According to a study released earlier this year, the cost of generating renewable energy has fallen so sharply over the past decade that it is now cheaper to replace nearly every coal-powered watt with wind and solar power than to continue operating the existing coal plants.

“Rocky Mountain Power is taking advantage of the cheapest, cleanest resources available,” Sarah Wright, executive director of Utah Clean Energy, told me Friday. “[PacifiCorp] is planning for a total of 20,000 megawatts of renewable energy and over 7,000 megawatts of energy storage, which will drive a cleaner, safer, more affordable electrical system for all Utahns.”

To put it into context, the 20,000 megawatts PacifiCorp is aiming to produce system-wide is enough to power several million households. All of that may not end up in Utah, but a lot of it will, given that the state makes up 47% of PacifiCorp’s market.

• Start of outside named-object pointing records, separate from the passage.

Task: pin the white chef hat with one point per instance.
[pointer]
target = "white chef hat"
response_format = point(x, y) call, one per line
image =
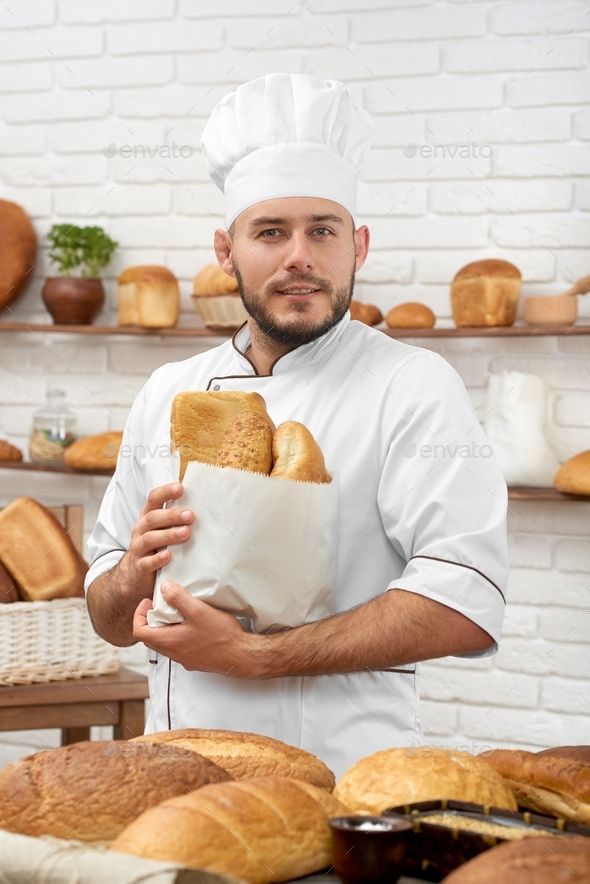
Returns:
point(286, 135)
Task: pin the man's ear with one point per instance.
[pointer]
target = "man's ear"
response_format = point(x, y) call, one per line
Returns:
point(223, 250)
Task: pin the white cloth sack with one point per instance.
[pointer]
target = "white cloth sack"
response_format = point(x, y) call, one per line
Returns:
point(262, 548)
point(514, 425)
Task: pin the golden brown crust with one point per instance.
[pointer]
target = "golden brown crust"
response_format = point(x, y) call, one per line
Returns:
point(92, 790)
point(403, 776)
point(38, 552)
point(245, 755)
point(94, 452)
point(260, 830)
point(547, 859)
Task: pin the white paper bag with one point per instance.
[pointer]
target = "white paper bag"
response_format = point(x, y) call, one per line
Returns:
point(262, 548)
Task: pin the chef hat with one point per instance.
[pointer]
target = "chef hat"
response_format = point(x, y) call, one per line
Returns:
point(286, 135)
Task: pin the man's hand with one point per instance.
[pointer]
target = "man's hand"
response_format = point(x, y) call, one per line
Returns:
point(208, 640)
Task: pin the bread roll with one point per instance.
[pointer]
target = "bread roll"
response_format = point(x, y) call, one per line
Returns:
point(404, 776)
point(92, 790)
point(246, 755)
point(200, 420)
point(94, 452)
point(410, 315)
point(549, 783)
point(247, 444)
point(573, 476)
point(485, 293)
point(547, 859)
point(38, 552)
point(261, 830)
point(148, 296)
point(296, 455)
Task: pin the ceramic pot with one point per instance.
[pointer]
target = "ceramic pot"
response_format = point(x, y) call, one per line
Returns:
point(73, 300)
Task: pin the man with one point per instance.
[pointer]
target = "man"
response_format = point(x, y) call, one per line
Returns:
point(421, 562)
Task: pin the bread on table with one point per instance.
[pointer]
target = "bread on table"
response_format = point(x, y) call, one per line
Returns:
point(148, 296)
point(38, 552)
point(547, 859)
point(260, 830)
point(485, 293)
point(573, 476)
point(98, 452)
point(410, 314)
point(404, 776)
point(548, 783)
point(92, 790)
point(246, 755)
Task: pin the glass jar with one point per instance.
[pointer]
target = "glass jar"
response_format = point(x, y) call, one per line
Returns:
point(54, 428)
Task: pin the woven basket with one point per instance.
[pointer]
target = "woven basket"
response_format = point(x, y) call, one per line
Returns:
point(51, 641)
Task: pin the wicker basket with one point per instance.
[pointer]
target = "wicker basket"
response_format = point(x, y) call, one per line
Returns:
point(51, 641)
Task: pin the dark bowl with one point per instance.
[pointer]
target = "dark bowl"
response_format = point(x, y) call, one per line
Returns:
point(369, 849)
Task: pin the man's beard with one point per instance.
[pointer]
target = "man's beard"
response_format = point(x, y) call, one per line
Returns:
point(295, 333)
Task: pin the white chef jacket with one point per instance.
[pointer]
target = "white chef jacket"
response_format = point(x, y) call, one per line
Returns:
point(422, 508)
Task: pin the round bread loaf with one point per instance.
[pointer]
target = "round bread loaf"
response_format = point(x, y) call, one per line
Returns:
point(547, 859)
point(92, 790)
point(404, 776)
point(246, 755)
point(260, 830)
point(18, 250)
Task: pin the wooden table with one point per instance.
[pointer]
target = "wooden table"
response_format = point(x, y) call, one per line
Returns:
point(75, 705)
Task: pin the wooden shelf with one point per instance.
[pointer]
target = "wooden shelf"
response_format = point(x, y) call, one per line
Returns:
point(511, 331)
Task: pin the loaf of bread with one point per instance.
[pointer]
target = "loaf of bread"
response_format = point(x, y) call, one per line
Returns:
point(485, 293)
point(296, 455)
point(18, 251)
point(246, 755)
point(98, 452)
point(38, 552)
point(404, 776)
point(551, 784)
point(411, 314)
point(548, 859)
point(9, 451)
point(148, 296)
point(261, 830)
point(573, 476)
point(92, 790)
point(211, 280)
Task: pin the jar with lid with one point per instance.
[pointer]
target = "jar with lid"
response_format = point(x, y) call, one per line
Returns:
point(54, 428)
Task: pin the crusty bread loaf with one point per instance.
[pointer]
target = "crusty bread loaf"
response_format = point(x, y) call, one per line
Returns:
point(547, 859)
point(98, 452)
point(485, 293)
point(404, 776)
point(246, 755)
point(92, 790)
point(411, 314)
point(38, 552)
point(296, 455)
point(547, 783)
point(573, 476)
point(260, 830)
point(148, 296)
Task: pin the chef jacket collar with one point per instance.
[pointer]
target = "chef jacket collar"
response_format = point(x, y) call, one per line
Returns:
point(305, 355)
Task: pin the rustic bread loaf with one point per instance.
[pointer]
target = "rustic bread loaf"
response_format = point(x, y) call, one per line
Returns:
point(547, 859)
point(403, 776)
point(548, 783)
point(261, 830)
point(246, 755)
point(91, 791)
point(38, 552)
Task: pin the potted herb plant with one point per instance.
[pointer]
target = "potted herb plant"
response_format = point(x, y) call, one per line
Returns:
point(80, 253)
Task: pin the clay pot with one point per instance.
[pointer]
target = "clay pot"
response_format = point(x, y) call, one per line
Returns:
point(73, 300)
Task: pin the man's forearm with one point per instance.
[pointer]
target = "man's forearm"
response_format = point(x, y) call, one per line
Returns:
point(391, 630)
point(112, 599)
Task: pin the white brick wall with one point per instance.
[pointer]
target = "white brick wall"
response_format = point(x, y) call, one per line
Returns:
point(481, 122)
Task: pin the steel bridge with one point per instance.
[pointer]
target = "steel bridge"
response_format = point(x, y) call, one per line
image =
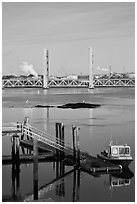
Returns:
point(63, 83)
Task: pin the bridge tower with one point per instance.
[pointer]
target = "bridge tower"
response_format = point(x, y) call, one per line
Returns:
point(91, 86)
point(46, 69)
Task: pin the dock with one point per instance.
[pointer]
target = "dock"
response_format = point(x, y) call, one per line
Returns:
point(33, 146)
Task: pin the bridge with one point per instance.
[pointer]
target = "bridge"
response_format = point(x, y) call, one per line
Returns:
point(66, 83)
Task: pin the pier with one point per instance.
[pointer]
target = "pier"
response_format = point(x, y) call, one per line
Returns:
point(31, 145)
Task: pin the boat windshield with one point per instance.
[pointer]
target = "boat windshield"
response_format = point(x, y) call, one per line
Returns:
point(120, 150)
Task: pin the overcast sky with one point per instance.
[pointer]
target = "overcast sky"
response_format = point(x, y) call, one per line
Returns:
point(68, 30)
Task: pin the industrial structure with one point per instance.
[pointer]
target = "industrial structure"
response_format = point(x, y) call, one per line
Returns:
point(45, 81)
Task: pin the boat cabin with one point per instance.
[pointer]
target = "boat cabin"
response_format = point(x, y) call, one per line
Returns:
point(118, 151)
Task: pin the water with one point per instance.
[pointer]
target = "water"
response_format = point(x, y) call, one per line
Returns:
point(115, 119)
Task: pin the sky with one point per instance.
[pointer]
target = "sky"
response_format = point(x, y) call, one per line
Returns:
point(67, 30)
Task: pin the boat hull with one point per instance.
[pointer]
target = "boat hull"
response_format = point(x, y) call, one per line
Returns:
point(123, 162)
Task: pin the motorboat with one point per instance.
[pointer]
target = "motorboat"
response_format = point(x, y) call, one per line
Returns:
point(117, 154)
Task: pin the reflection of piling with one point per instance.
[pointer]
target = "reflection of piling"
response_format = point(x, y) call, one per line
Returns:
point(76, 185)
point(76, 149)
point(60, 140)
point(35, 168)
point(60, 171)
point(15, 167)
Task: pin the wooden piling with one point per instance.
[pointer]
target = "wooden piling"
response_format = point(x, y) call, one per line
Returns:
point(74, 143)
point(63, 143)
point(78, 148)
point(60, 138)
point(35, 168)
point(57, 135)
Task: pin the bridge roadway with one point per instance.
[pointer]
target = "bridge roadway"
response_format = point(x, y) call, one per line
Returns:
point(64, 83)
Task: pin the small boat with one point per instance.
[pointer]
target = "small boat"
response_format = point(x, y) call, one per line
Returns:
point(117, 154)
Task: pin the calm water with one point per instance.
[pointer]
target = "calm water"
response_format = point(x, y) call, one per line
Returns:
point(115, 119)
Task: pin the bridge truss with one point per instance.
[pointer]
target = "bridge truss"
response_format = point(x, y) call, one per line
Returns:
point(60, 83)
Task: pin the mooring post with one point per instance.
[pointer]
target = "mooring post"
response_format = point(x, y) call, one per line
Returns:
point(77, 145)
point(62, 133)
point(56, 126)
point(35, 168)
point(60, 139)
point(74, 143)
point(15, 148)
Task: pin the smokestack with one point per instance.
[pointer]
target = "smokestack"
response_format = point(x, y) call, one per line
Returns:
point(91, 86)
point(46, 69)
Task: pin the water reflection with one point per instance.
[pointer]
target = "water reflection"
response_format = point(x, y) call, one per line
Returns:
point(115, 179)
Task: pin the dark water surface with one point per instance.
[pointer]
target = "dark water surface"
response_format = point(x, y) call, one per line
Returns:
point(115, 120)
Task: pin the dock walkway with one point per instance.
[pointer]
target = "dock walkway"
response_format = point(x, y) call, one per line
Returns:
point(54, 146)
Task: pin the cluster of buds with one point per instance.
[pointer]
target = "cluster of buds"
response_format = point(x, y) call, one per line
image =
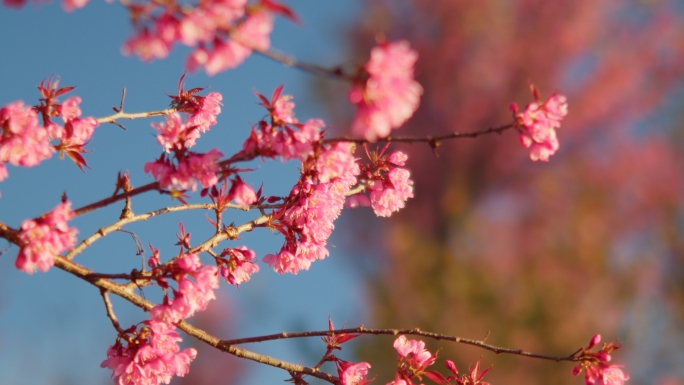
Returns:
point(388, 183)
point(597, 371)
point(537, 124)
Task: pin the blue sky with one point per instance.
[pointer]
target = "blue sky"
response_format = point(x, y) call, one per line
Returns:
point(53, 327)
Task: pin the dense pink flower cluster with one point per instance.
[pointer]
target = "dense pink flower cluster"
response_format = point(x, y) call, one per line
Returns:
point(353, 374)
point(67, 5)
point(150, 358)
point(388, 192)
point(190, 169)
point(23, 141)
point(43, 238)
point(314, 204)
point(284, 136)
point(239, 267)
point(223, 32)
point(390, 95)
point(537, 125)
point(202, 112)
point(597, 371)
point(287, 142)
point(190, 296)
point(387, 198)
point(184, 169)
point(413, 360)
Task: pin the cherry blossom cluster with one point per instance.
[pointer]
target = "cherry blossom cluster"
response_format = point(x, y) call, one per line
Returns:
point(597, 371)
point(151, 355)
point(388, 95)
point(67, 5)
point(413, 360)
point(223, 32)
point(239, 267)
point(537, 124)
point(328, 172)
point(25, 142)
point(178, 168)
point(43, 238)
point(389, 186)
point(306, 219)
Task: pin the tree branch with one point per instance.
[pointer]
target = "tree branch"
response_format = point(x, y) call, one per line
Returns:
point(127, 293)
point(416, 332)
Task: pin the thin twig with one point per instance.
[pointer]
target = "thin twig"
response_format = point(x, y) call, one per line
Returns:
point(142, 217)
point(135, 115)
point(110, 311)
point(434, 141)
point(415, 332)
point(127, 293)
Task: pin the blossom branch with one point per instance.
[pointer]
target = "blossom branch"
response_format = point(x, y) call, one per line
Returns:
point(362, 330)
point(434, 141)
point(136, 115)
point(110, 311)
point(230, 232)
point(126, 292)
point(142, 217)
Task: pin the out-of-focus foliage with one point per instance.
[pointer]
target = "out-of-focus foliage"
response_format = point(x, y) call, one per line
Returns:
point(542, 255)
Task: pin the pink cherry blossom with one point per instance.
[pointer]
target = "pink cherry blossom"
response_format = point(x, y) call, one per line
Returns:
point(77, 131)
point(72, 5)
point(3, 172)
point(240, 266)
point(23, 142)
point(387, 199)
point(191, 296)
point(537, 126)
point(390, 95)
point(336, 162)
point(155, 357)
point(242, 193)
point(414, 354)
point(269, 141)
point(352, 374)
point(191, 169)
point(205, 115)
point(595, 364)
point(398, 158)
point(44, 238)
point(315, 206)
point(174, 134)
point(254, 31)
point(357, 200)
point(283, 110)
point(147, 46)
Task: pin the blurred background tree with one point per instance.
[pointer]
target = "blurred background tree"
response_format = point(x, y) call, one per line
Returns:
point(542, 255)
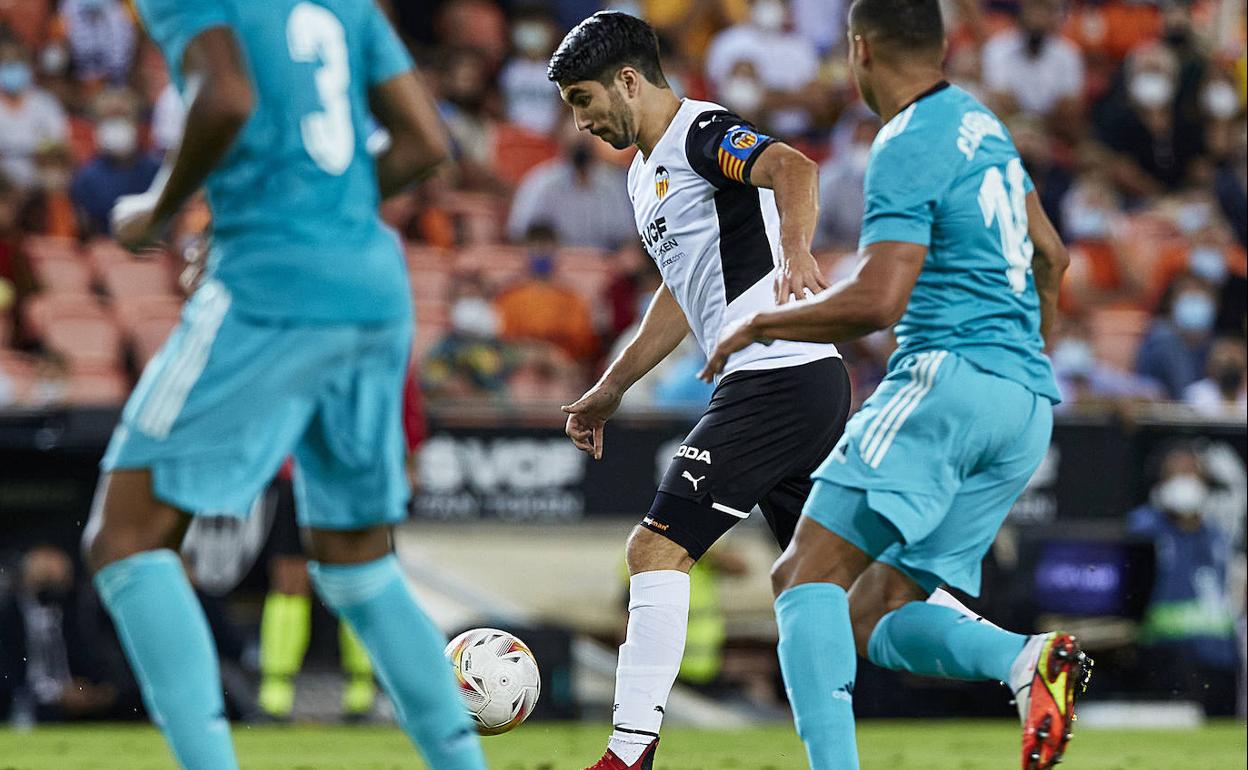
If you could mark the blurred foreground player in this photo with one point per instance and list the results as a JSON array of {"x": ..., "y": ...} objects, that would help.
[
  {"x": 296, "y": 345},
  {"x": 959, "y": 253},
  {"x": 728, "y": 215}
]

And then there are the profound environmental benefits of phasing out coal. As of 2019, the two plants emitted nearly 14,500 tons of carbon dioxide, the same annual emissions as 3 million passenger cars, according to the Healthy Environment Alliance of Utah. In 2020, The National Parks Conservation Association ranked Hunter as the 2nd worst source of regional haze impacting National Parks, while Huntington was 18th.

And a report last year by the Environmental Integrity Project and Earth Justice ranked Hunter as the ninth-worst groundwater-contaminating plant in the country as a result of the toxic coal ash that is a waste product of burning coal.

In short, Utahns stand to benefit from lower-cost, cleaner power than we have ever had before. It’s a tremendous opportunity.

It will, however, hurt Utah’s already struggling coal-country economies.

A report last year from the University of Utah’s Kem Gardner Policy Institute, looking at the previous planned closures — Huntington by 2036 and Hunter by 2042 — already forecasted lost jobs, a shrinking population and diminishing wages in Carbon and Emery counties.

With an accelerated timeline, the report said, a quarter of the jobs in the two counties could disappear and wages would fall by 10% before rebounding.

It is a blow, to be sure, but one that we have known for years is coming.

There has been a concerted push at the state level to focus on helping rural Utah, and coal towns in particular, cope with coal’s demise. Several years ago I wrote about the Coal Country Strike Team, an innovative, targeted task force designed to help the impacted communities absorb the inevitable impacts and re-emerge with a stronger, more diverse economy.

Of course, there will be those in the Legislature who want to cling to the past, fight the change and score political points. It’s a foolish crusade that wastes capital and, more importantly, squanders another non-renewable resource we don’t have much of: Time.